人の体では通常起こりえない、肌の亀裂。硬質化が進んでいる証拠。
否が応でも、彼女の死期が近い事を思い知らされる。
「えぇ。ですがその前に」
体勢を整え、リズが対峙するのは膝蹴りを喰らわせた魔族。鼻から赤い血を垂れ流しながらこちらを睨みつけている。その怒りたるや。
『き、貴様ぁーーー!!』
「ごめんなさい。丁度転移したらいい具合に膝に当たっちゃって。悪気はなかったんです」
ぺこっと頭を下げ謝る仕草をするリズに対し、魔族の男は怒りが治まらないようでこめかみに血管が浮き出ている。こちらとしても魔族に頭を下げる行為などフリであろうとしてもらいたくない。この状況を固唾を飲んで見守っている国民の前でのこの行いに、案の定多くの民はリズに対しての不信感を募らせた。
「魔族に、謝罪をしたのか……?」
「なんでっ!私達を助けてくれるんじゃないの!?」
「やっぱり、『黒持ち』と魔族は仲間なんじゃ……」
ザワザワし始めた国民達の中には『黒持ち』がやはり魔族なのではという憶測、しばらく前まで常識であった認識を再燃させる事になった。酷い罵倒がリズや自分達を騙したと王家に対しても非難の声が向けられる。これまで必死に結界を強化し、補強しているというのに、だ。
「裏切者!!騙したんだな!!」
「やっぱり魔族なんじゃねーか!!俺達を殺すつもりだろう!?」
「酷い!!私達が、何をしたっていうのよ……!」
「……『何をした』って?」
ピクッと反応したのは魔族と対峙していたリズだ。
「「「ひっ」」」
魔族が向ける捕食者の目よりも更に恐ろしい。怒りを凝縮させた憎悪。体中の血液が一瞬で凍るかのような錯覚。自分に向けられたものではないと解っているが、それでも他人事ではない。
「よく言えるものだ。先ほどまでアデルハイト殿下がご尽力されていたのを目にしておきながら……。囚われ攫われたのを見ておきながら、あなた方は一体今まで何を見ていた?殿下が結界の外で戦闘を行っていたのは弱まった結界に攻撃させない為。謂わば自身が囮になった事で結界を、結界の中にいるあなた方を守る為だというのに……。その眼が節穴だというのなら必要ない。抉り出せ」
隠しもしない怒りの感情。魔力を抑える事もしないリズの、正真正銘の憎悪。
こちらとしては不用意に頭を下げるような真似をした事が原因だろうと言いたいが、これまでのアデルの献身を否定するかのような言葉の数々には無性に怒りを感じたのも事実だ。俺や父上もこの事に関しては擁護出来ない。したくない。

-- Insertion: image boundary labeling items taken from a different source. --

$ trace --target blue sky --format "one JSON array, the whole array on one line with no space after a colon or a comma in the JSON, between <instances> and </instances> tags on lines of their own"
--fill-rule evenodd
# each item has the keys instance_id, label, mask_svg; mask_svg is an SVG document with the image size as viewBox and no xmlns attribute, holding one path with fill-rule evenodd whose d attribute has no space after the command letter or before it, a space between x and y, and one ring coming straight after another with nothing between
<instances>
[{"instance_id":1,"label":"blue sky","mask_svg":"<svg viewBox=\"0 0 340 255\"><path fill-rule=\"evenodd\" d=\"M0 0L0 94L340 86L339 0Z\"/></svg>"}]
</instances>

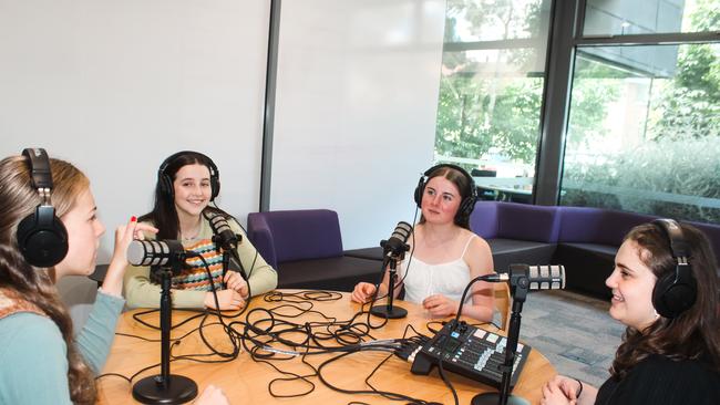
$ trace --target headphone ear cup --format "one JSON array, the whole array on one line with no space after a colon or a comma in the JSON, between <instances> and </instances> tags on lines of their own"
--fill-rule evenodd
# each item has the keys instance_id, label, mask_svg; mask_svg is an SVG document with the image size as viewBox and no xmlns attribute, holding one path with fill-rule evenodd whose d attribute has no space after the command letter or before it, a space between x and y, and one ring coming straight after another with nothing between
<instances>
[{"instance_id":1,"label":"headphone ear cup","mask_svg":"<svg viewBox=\"0 0 720 405\"><path fill-rule=\"evenodd\" d=\"M425 193L425 176L420 177L420 180L418 180L418 187L415 187L415 193L413 194L418 208L422 208L423 193Z\"/></svg>"},{"instance_id":2,"label":"headphone ear cup","mask_svg":"<svg viewBox=\"0 0 720 405\"><path fill-rule=\"evenodd\" d=\"M652 307L664 318L677 318L695 304L697 287L682 277L682 271L689 268L676 268L676 271L666 274L655 283L652 289Z\"/></svg>"},{"instance_id":3,"label":"headphone ear cup","mask_svg":"<svg viewBox=\"0 0 720 405\"><path fill-rule=\"evenodd\" d=\"M68 230L52 206L38 206L18 224L18 247L35 267L53 267L68 255Z\"/></svg>"},{"instance_id":4,"label":"headphone ear cup","mask_svg":"<svg viewBox=\"0 0 720 405\"><path fill-rule=\"evenodd\" d=\"M470 217L474 208L475 208L475 197L471 195L470 197L463 199L463 201L460 204L460 208L457 209L455 219L460 220L462 218Z\"/></svg>"},{"instance_id":5,"label":"headphone ear cup","mask_svg":"<svg viewBox=\"0 0 720 405\"><path fill-rule=\"evenodd\" d=\"M160 184L161 191L172 199L175 195L173 179L161 170L157 173L157 183Z\"/></svg>"},{"instance_id":6,"label":"headphone ear cup","mask_svg":"<svg viewBox=\"0 0 720 405\"><path fill-rule=\"evenodd\" d=\"M210 176L210 201L220 194L220 179L215 175Z\"/></svg>"}]
</instances>

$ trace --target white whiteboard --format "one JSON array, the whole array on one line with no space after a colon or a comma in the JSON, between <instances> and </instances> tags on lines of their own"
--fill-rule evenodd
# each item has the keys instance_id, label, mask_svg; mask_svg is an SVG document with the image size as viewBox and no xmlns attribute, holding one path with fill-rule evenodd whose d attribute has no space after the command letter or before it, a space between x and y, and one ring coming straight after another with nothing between
<instances>
[{"instance_id":1,"label":"white whiteboard","mask_svg":"<svg viewBox=\"0 0 720 405\"><path fill-rule=\"evenodd\" d=\"M41 146L91 179L107 227L152 206L181 149L220 172L218 205L259 207L269 1L0 0L0 156Z\"/></svg>"}]
</instances>

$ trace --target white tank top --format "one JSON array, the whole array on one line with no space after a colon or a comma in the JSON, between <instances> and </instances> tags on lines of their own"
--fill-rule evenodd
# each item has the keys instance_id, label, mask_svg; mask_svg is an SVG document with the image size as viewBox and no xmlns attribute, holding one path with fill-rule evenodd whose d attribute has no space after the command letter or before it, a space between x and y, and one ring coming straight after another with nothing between
<instances>
[{"instance_id":1,"label":"white tank top","mask_svg":"<svg viewBox=\"0 0 720 405\"><path fill-rule=\"evenodd\" d=\"M476 235L473 233L467 238L465 248L457 259L445 263L428 264L416 257L405 258L400 263L399 271L399 278L404 278L405 283L403 300L422 303L422 300L432 294L443 294L453 301L460 301L470 282L470 267L463 257L475 237ZM410 263L410 269L408 269L408 263ZM465 302L470 302L472 294L467 293Z\"/></svg>"}]
</instances>

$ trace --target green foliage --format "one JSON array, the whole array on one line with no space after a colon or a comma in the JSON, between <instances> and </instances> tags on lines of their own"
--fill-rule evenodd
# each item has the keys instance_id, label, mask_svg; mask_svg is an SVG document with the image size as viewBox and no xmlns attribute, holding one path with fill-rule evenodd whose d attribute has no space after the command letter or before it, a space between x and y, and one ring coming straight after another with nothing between
<instances>
[{"instance_id":1,"label":"green foliage","mask_svg":"<svg viewBox=\"0 0 720 405\"><path fill-rule=\"evenodd\" d=\"M720 199L720 177L708 176L720 173L718 156L720 137L662 139L603 165L566 165L562 204L720 222L720 209L701 200Z\"/></svg>"}]
</instances>

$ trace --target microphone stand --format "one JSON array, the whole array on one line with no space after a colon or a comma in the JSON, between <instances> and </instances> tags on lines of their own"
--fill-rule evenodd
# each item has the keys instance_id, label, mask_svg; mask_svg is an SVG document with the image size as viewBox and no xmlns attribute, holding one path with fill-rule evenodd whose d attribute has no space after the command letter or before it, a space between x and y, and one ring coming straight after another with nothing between
<instances>
[{"instance_id":1,"label":"microphone stand","mask_svg":"<svg viewBox=\"0 0 720 405\"><path fill-rule=\"evenodd\" d=\"M404 260L407 246L401 247L398 251L390 250L388 257L390 260L390 277L388 280L388 304L376 305L370 309L370 313L376 316L387 319L399 319L408 316L408 310L400 307L392 307L392 301L395 295L395 281L398 280L398 261Z\"/></svg>"},{"instance_id":2,"label":"microphone stand","mask_svg":"<svg viewBox=\"0 0 720 405\"><path fill-rule=\"evenodd\" d=\"M133 398L143 404L184 404L197 396L197 384L188 377L169 373L169 330L172 321L171 283L173 269L151 267L160 273L162 292L160 299L161 373L140 380L133 386Z\"/></svg>"},{"instance_id":3,"label":"microphone stand","mask_svg":"<svg viewBox=\"0 0 720 405\"><path fill-rule=\"evenodd\" d=\"M510 394L510 381L512 377L513 364L515 363L517 340L520 338L520 322L522 319L520 313L523 311L523 303L527 297L529 279L526 266L523 268L522 266L515 267L515 264L511 264L510 270L510 287L513 294L513 312L510 318L507 344L505 345L505 363L498 366L503 373L500 392L475 395L471 401L471 405L529 405L529 402L522 396Z\"/></svg>"}]
</instances>

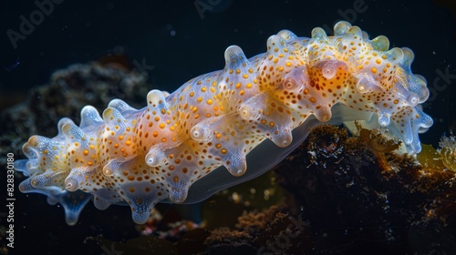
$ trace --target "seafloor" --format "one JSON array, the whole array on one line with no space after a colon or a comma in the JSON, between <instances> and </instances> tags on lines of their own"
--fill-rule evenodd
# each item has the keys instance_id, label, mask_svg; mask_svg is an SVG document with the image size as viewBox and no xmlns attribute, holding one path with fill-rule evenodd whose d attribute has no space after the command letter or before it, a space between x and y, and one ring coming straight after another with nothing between
<instances>
[{"instance_id":1,"label":"seafloor","mask_svg":"<svg viewBox=\"0 0 456 255\"><path fill-rule=\"evenodd\" d=\"M20 148L30 135L54 137L58 119L78 123L85 105L102 111L121 98L141 107L151 86L119 59L57 71L26 102L2 112L1 154L24 158ZM348 134L321 126L261 178L201 204L158 205L142 226L134 225L127 207L101 211L88 205L68 227L61 208L16 190L15 251L33 246L43 254L453 254L456 169L430 147L420 161L398 156L398 147L379 131ZM17 174L16 183L23 178ZM8 252L3 243L0 254Z\"/></svg>"}]
</instances>

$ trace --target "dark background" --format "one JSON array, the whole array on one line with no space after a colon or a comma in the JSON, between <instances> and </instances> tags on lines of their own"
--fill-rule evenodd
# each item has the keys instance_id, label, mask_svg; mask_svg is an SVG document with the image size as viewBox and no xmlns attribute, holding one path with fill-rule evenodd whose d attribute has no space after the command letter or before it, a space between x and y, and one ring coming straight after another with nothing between
<instances>
[{"instance_id":1,"label":"dark background","mask_svg":"<svg viewBox=\"0 0 456 255\"><path fill-rule=\"evenodd\" d=\"M412 71L424 76L431 87L424 110L435 122L421 140L437 144L449 127L456 126L454 5L453 0L65 0L54 4L54 10L15 48L7 31L20 32L19 17L30 20L30 14L38 8L34 1L3 0L0 109L24 100L30 87L45 84L54 71L109 54L121 52L131 62L144 60L153 66L149 71L150 88L171 92L193 76L223 68L223 51L231 45L240 46L252 56L264 52L268 36L281 29L310 36L316 26L332 27L347 19L372 38L385 35L391 46L414 51ZM210 9L203 10L203 5ZM15 68L17 58L20 64ZM27 208L25 203L31 197L41 198L41 204ZM110 215L112 207L98 211L88 205L91 210L82 212L77 226L67 227L63 210L48 206L43 196L30 195L18 202L22 204L16 209L16 252L34 247L35 254L59 254L57 250L67 247L66 254L83 254L87 247L82 240L88 235L120 240L134 232L127 208L116 212L116 223L110 217L100 219ZM93 254L100 254L97 252Z\"/></svg>"}]
</instances>

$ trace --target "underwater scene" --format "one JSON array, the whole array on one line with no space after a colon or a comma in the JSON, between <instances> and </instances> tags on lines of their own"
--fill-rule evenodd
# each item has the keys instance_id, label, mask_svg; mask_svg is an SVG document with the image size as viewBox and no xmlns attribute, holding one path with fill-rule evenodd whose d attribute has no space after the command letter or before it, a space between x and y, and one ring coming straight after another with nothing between
<instances>
[{"instance_id":1,"label":"underwater scene","mask_svg":"<svg viewBox=\"0 0 456 255\"><path fill-rule=\"evenodd\" d=\"M456 2L0 16L0 254L456 254Z\"/></svg>"}]
</instances>

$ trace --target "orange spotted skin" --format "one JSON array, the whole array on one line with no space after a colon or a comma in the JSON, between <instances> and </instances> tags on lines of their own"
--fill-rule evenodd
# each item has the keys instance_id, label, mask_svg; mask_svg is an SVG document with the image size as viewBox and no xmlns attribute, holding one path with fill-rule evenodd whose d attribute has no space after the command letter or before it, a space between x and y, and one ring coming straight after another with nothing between
<instances>
[{"instance_id":1,"label":"orange spotted skin","mask_svg":"<svg viewBox=\"0 0 456 255\"><path fill-rule=\"evenodd\" d=\"M315 28L311 38L281 31L269 37L266 53L250 59L230 46L223 70L171 94L152 90L142 109L115 99L100 117L85 107L78 127L63 118L57 137L34 136L24 145L29 159L16 167L29 178L20 189L64 206L77 190L100 209L127 202L133 220L145 223L156 203L185 202L191 187L217 177L221 167L244 175L246 155L264 139L290 147L292 131L303 125L366 120L402 139L409 153L420 151L418 133L432 120L419 107L429 91L410 72L412 52L389 49L385 36L369 40L347 22L334 31L327 36ZM73 214L66 209L68 224L80 204Z\"/></svg>"}]
</instances>

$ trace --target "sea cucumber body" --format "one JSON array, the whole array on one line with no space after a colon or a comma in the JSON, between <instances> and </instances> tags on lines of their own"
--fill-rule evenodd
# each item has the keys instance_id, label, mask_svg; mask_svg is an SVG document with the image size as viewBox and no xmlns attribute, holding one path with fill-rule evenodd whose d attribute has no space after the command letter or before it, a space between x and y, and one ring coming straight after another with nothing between
<instances>
[{"instance_id":1,"label":"sea cucumber body","mask_svg":"<svg viewBox=\"0 0 456 255\"><path fill-rule=\"evenodd\" d=\"M412 52L389 50L385 36L369 40L347 22L335 26L334 36L321 28L311 38L284 30L269 37L264 54L247 59L233 46L224 58L223 70L171 94L150 91L142 109L115 99L100 117L88 106L79 127L63 118L57 137L31 137L23 148L29 159L16 164L30 176L20 189L61 203L68 192L88 194L67 212L68 224L92 195L100 209L126 201L133 220L145 223L156 203L184 202L191 186L221 166L243 176L246 155L264 139L287 148L309 117L319 124L349 110L351 120L388 128L409 153L420 150L418 133L432 125L419 107L429 91L410 72Z\"/></svg>"}]
</instances>

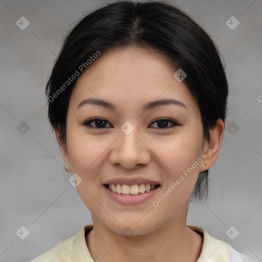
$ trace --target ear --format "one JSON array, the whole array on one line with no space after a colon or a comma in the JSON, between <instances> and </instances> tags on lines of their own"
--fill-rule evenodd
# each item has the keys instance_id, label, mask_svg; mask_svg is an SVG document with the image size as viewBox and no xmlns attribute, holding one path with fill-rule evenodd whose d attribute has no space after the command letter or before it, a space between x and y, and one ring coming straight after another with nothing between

されど力無き平民でしかない者からすれば結界の弱体化や魔族の放つ禍々しいオーラを感じる事も出来ない。言い知れぬ不安は恐怖に変わるがそれを打開する術を国民は持っていないのだ。そして何より、この国に長く染みついた『黒持ち』に対する悪感情を簡単に雪ぐことが出来ないのもまた、事実。
「王太子のおかげで結界を維持できた。これはとても大きい」
恐怖で声も出なくなった頃、不意に国王陛下が声を上げた。その顔は疲労困憊で正直立っているのもやっとだろうに、国民の前だからと王の威厳を崩さぬように取り繕っている。委縮する国民を眺め王は続ける。
「僅か数時間、数分、数秒生き永らえるだけかもしれない。されど、その瞬間までは生きている。生きていればどこかで巻き返せる可能性もある。死ねばゼロ。ならば、僅かな時間であろうと生きる道を選べ。それが生き残る為の最低条件。……生きる事を諦めるな」
キッと空を睨み、王はリズを見上げる。
「私は生きてこの国を、民を守らなければならない!!リズよ!力を貸してくれ!!」
陛下も解っている。リズの状態がどれほど深刻なのか。
だけど父は国王だ。一人の犠牲で大勢を守れるというのなら、迷いはない。そしてそれはリズも解っている事。自分の命一つで助かる命がとても多い事に。例えすぐそこまで死が迫っていようと、王の嘆願ともあれば断れない。断らないのがリズだ。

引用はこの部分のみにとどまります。